I have pulled out the dma_wait() for completion as a separate function. You can see that the dma() operation has only added an extra 5us to the work done. i.e. you can either do something useful or waste time waiting for completion.

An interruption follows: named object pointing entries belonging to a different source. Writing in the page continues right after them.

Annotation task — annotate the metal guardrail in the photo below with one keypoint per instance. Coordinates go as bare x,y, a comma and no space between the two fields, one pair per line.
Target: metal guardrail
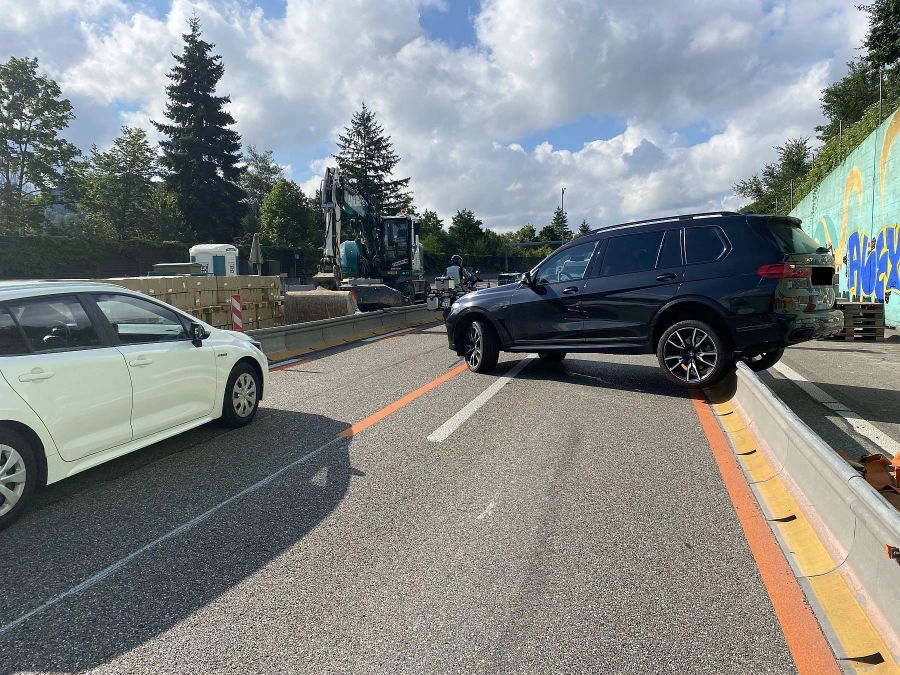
860,520
285,341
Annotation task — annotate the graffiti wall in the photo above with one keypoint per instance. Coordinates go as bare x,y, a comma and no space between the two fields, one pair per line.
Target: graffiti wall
856,210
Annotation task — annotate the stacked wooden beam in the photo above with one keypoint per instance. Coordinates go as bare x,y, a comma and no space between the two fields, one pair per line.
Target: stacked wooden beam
209,297
863,322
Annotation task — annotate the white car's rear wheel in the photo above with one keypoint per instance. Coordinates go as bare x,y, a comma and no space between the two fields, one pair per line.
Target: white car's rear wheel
18,475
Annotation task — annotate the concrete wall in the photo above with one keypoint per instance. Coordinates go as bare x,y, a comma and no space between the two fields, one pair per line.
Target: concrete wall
856,209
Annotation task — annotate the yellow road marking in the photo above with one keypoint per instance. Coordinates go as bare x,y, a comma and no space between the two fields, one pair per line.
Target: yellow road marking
843,612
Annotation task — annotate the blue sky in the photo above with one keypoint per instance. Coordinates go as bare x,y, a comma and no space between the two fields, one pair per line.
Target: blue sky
648,106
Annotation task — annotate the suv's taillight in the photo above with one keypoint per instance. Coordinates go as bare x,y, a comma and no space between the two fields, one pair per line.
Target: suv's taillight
783,271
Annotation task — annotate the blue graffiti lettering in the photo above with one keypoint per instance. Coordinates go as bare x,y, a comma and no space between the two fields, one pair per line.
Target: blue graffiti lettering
873,268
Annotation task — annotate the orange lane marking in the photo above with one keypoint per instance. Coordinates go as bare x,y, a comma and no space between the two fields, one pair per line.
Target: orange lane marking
804,636
396,405
290,365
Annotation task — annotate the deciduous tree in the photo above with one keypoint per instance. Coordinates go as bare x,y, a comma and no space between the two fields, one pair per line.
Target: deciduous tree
283,215
32,154
261,173
118,186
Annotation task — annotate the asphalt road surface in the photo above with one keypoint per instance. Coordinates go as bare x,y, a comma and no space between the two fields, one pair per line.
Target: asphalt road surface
857,376
575,522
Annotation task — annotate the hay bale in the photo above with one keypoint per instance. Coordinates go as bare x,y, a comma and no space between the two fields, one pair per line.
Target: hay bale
302,306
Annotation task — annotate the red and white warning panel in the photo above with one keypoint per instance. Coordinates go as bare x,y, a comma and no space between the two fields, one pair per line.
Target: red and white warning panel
237,315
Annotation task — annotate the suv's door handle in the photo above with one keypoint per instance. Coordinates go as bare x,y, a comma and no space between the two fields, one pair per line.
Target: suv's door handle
36,374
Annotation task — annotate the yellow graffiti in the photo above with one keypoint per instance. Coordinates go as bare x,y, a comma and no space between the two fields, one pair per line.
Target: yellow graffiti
853,184
890,135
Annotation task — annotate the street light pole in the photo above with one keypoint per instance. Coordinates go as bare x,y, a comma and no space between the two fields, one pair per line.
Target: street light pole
562,208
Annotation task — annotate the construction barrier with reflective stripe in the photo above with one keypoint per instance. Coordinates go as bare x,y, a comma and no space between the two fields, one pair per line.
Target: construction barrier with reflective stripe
284,342
862,523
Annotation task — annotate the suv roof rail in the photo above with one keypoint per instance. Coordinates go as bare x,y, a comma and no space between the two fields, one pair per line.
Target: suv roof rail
663,219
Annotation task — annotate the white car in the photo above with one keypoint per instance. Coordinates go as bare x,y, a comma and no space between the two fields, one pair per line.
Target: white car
90,371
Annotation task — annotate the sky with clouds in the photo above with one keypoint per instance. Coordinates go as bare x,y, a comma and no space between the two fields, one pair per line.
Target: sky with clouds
637,108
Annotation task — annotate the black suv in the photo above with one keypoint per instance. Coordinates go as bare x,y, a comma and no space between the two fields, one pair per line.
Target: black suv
697,290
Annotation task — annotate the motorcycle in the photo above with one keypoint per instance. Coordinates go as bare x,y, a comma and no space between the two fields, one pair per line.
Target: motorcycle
445,290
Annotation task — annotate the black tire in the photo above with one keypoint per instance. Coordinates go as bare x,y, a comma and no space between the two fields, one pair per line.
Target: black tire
482,347
693,354
551,357
765,360
16,455
407,293
239,407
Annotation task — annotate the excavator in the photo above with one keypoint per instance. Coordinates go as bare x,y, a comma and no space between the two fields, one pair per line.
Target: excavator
382,264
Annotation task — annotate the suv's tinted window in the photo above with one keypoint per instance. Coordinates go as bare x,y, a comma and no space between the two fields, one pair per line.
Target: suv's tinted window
54,323
703,244
568,265
670,253
11,340
138,321
790,239
632,253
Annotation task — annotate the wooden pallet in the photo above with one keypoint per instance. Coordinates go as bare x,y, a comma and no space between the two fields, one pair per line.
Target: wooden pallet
863,322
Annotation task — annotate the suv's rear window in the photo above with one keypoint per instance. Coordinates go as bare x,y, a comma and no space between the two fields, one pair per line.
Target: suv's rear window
790,238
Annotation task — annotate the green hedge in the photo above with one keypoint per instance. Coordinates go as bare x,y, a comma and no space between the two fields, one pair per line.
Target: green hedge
837,149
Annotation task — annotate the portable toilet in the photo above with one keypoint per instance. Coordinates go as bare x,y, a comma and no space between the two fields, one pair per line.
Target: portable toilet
217,259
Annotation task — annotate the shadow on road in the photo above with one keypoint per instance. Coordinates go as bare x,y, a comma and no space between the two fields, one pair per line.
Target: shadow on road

I have made no attempt to see what code is generated. It appears that do_shovels() and do_steps() don't make much difference to the DMA. It obviously finds cycles to access the memory bus.

David.

Updated the github sketch to do WORD (32-bit) DMA, that improves copy rate to 192 mbs (43us to copy 1024 bytes) versus 42 mbs for memcpy().